Just in terms of impact it can be argued that major corporations wield more power than governments. The social impact is unequaled, and policies like Neoliberalism and Austerity only increase that impact. For example; one of the major issues in any election campaign is always unemployment. Candidates for political office always promise to create jobs, and every incumbent politician claims every quarter to have created X number of new jobs, and so on.
Well, of course, governments do not create jobs (unless you are talking about the public sector, and with Neoliberalism and Austerity, the public sector is being slashed to pieces everywhere you look.
No. Companies create jobs. Companies create employment and they create unemployment. Companies decide what workers’ wages will be, and that translates to determining their standard of living. They decide the price of goods and services, which translates to determining the cost of living. They decide where they will invest, where they will operate, where they will set up a factory or an office or any other facility; and that choice has a tangible, quantifiable impact on the development of that area, and upon the lives of the people who live there.

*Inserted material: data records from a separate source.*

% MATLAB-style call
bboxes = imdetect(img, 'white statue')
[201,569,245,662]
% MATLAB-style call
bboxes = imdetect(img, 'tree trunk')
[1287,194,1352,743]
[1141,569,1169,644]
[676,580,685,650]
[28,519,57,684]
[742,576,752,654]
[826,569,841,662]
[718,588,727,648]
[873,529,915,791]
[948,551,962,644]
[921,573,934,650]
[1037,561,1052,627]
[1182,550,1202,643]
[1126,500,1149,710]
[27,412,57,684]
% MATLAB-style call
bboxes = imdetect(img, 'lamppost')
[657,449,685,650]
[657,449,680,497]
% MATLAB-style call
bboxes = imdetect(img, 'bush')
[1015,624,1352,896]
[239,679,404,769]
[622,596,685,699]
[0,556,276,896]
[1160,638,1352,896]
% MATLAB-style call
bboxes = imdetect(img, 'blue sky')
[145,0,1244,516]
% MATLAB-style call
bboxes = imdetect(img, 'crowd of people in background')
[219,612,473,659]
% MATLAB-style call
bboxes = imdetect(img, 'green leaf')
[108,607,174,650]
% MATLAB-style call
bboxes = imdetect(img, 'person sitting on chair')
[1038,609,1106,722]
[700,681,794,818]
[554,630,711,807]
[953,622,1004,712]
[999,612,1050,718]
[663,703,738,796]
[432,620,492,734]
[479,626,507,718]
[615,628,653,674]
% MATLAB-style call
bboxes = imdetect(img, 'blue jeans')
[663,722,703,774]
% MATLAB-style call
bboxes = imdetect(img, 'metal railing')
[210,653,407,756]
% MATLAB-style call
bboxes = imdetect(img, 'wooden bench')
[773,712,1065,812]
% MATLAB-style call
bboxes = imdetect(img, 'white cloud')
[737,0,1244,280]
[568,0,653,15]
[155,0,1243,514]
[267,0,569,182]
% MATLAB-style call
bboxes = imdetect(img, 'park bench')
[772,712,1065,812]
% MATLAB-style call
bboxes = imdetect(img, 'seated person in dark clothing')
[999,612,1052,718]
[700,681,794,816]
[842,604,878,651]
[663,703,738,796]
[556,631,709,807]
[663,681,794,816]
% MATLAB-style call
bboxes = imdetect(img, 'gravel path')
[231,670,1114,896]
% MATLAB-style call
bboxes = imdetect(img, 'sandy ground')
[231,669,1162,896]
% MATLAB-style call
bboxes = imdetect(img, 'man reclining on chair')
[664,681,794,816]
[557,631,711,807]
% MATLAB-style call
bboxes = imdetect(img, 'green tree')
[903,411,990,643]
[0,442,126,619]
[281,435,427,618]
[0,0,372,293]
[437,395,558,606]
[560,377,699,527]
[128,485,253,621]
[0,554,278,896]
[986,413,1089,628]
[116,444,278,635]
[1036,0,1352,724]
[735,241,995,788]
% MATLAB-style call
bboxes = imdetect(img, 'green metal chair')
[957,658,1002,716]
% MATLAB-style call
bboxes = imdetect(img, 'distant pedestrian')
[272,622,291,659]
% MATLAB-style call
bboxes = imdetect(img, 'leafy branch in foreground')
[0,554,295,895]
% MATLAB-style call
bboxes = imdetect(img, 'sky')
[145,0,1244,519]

When you are talking about major multinational corporations, huge conglomerate companies with dozens of subsidiaries; these become in practical terms, their own economies. And they are Command Economies. Decisions made in the corporate boardrooms can determine whether or not the people within their sphere of influence have livelihoods, how much money they can make, how much money they have to spend, what goods and services will be available to them, whether or not the infrastructure in their area will be developed or derelict, whether or not they can afford to send their children to school, or what type of school they can afford to send their children to, and so on. Their decisions can have inter-generational impact. And I am not even discussing the environmental impact these decisions can have, and what that can mean for the population.